LRAider hat gesagt.:
			
		

> /**
> * @author    LRAider
> */
> 
> das steht bei mir in jeder neu angelegten klassen, WO finde ich das in den Einstellungen? Ich finde nix in den untiefen der eclipse preferences...    :shock:


'code templates' im Preferences Suchfeld eingeben




> obiges Bild ist ein Ausschnitt aus einem meiner eclipse projekte. Nun frage ich mich ob die ganzen .jar files wie resources.jar, rt.jar, mysql.jar usw. automatisch in jedes projekt miteingebunden werden??? das würde ja den RAM bedarf hochtreiben wenn die anwendung geladen wird. Oder ist es so, dass dies nur eine Anzeige bzw. Auflistung aller .jar files ist die sich in meinem java/jre/lib befinden? Denn .jar files muss ich ja explizit zu einem Projekt adden als add external jar etc...



'Den RAM bedarf hochtreiben' ?
nein.

Wie du siehst stehen dies jars im Container JRE System Library, sind also deiner JRE angehängt (lib/ext).
Ist übrigens schlechter Stil dort jars abzulegen.


----------



## LRAider (4. Feb 2008)

Wie du siehst stehen dies jars im Container JRE System Library, sind also deiner JRE angehängt (lib/ext).
Ist übrigens schlechter Stil dort jars abzulegen.[/quote]

schlechter Stil? immer wenn ich mir ne .jar besorge steht in der Installationsanleitung ich soll die in java/jdk/lib oder java/jre/lib ablegen ??

wie auch immer wie mache ichs besser?


----------



## Wildcard (4. Feb 2008)

LRAider hat gesagt.:
			
		

> wie auch immer wie mache ichs besser?


Setz den Classpath zu allen externen Libs oder verwende einen Deployment Mechanismus wie Java Webstart


----------



## LRAider (4. Feb 2008)

Wildcard hat gesagt.:
			
		

> LRAider hat gesagt.:
> 
> 
> 
> ...



classpath zu allen ext. libs setzen? wo befinden sich dann meine ganzen .jar files wenn nicht in java/jre/lib etc ??

D:\meineJars (einfach ein verzeichnis bestimmen wo ich die hinkopiere)
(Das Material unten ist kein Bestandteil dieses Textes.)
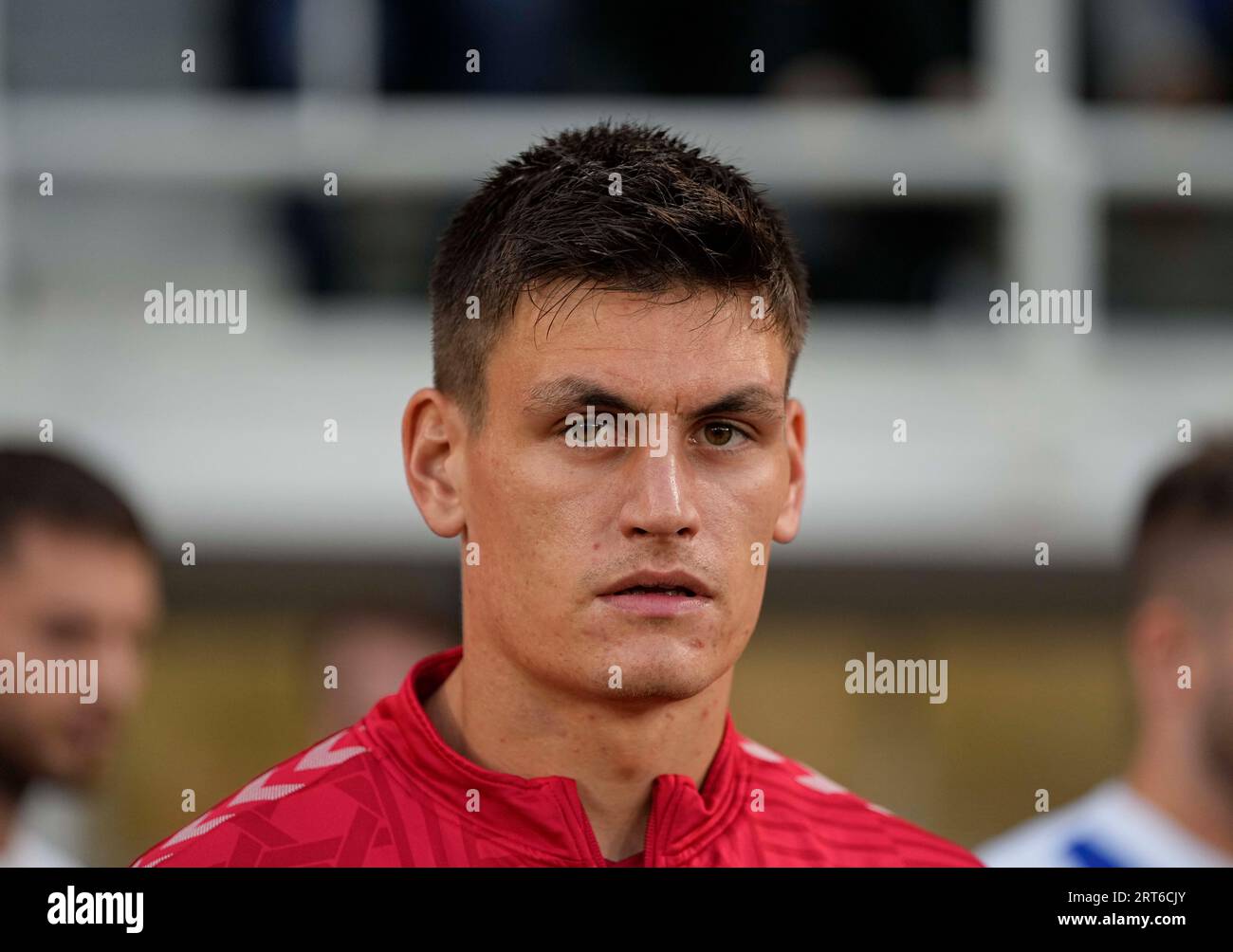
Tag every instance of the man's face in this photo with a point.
(74, 595)
(565, 532)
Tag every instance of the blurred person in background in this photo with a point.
(1174, 804)
(78, 581)
(371, 649)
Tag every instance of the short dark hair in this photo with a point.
(47, 488)
(683, 221)
(1187, 508)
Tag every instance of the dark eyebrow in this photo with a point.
(571, 393)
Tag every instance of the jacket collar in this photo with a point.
(543, 816)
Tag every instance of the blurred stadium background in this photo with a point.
(213, 179)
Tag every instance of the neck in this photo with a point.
(1174, 776)
(496, 717)
(12, 786)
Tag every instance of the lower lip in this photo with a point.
(654, 604)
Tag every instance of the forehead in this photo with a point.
(673, 343)
(78, 569)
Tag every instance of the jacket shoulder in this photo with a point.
(817, 821)
(311, 809)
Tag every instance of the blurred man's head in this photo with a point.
(370, 649)
(78, 581)
(613, 267)
(1182, 577)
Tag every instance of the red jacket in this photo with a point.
(389, 792)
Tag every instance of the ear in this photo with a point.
(432, 439)
(794, 437)
(1160, 639)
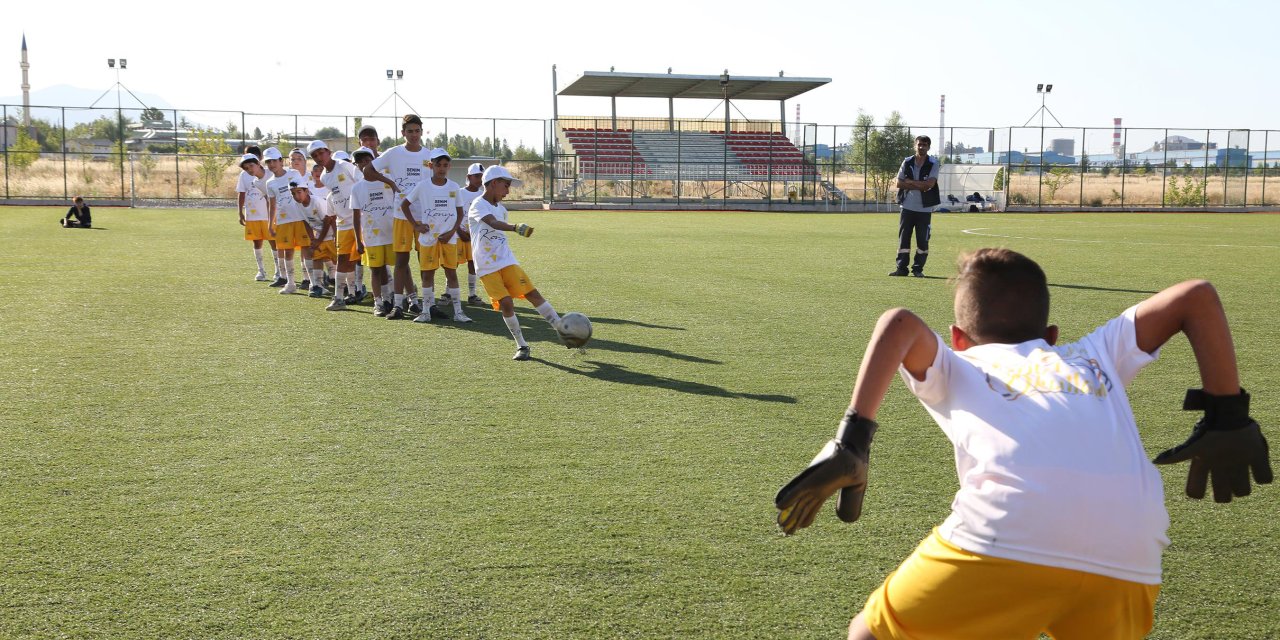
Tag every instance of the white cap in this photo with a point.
(499, 172)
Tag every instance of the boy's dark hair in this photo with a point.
(1001, 297)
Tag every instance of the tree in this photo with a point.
(214, 156)
(24, 151)
(881, 150)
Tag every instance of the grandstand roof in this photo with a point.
(668, 85)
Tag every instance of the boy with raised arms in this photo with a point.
(291, 232)
(1059, 524)
(466, 196)
(437, 199)
(373, 202)
(406, 164)
(502, 277)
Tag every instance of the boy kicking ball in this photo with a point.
(501, 275)
(1060, 521)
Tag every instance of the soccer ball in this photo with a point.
(575, 329)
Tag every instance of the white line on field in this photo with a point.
(977, 231)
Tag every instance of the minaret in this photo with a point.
(26, 86)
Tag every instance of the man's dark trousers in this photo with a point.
(919, 223)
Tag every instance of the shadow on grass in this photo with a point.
(622, 375)
(1100, 288)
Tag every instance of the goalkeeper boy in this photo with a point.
(1059, 522)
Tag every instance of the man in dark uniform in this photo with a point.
(918, 193)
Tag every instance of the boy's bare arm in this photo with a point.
(1192, 307)
(900, 338)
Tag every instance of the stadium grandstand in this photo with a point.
(728, 159)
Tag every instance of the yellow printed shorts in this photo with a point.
(403, 237)
(438, 255)
(945, 592)
(378, 256)
(347, 245)
(257, 229)
(325, 252)
(292, 236)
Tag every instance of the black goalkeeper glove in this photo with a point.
(1224, 446)
(841, 465)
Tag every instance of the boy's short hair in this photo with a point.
(1001, 297)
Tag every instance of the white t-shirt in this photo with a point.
(339, 182)
(255, 196)
(314, 214)
(278, 190)
(439, 206)
(375, 201)
(489, 247)
(406, 168)
(1051, 467)
(465, 199)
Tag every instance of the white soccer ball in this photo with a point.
(575, 329)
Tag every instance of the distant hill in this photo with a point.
(65, 95)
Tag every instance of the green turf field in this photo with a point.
(190, 455)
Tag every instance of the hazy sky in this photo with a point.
(1191, 64)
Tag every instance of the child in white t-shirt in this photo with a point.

und dann the classpath auf D:/meinejars setzen ?


----------



## Wildcard (4. Feb 2008)

LRAider hat gesagt.:
			
		

> classpath zu allen ext. libs setzen? wo befinden sich dann meine ganzen .jar files wenn nicht in java/jre/lib etc ??


Hängt davon ab wie dein Programm installiert werden soll.
Etwas in die lib der JRE zu kopieren, kann zu problemen mit anderen Programmen führen.
Was wenn Programm XY die gleiche jar in einer anderen Version benötigt?


----------



## LRAider (4. Feb 2008)

ok eine frage hätte ich noch:

Immer System.out.println eingeben nervt und ich habe irgendwo gesehen, dass man das nicht muss sprich in eclipse gibt es shortcuts dafür oder sowas so dass ich nur Sys oder so eingeben muss stimmt das, wenn ja wie oder wo stelle ich das ein?


----------



## Wildcard (4. Feb 2008)

Preferences -> Java -> Editor -> Templates


----------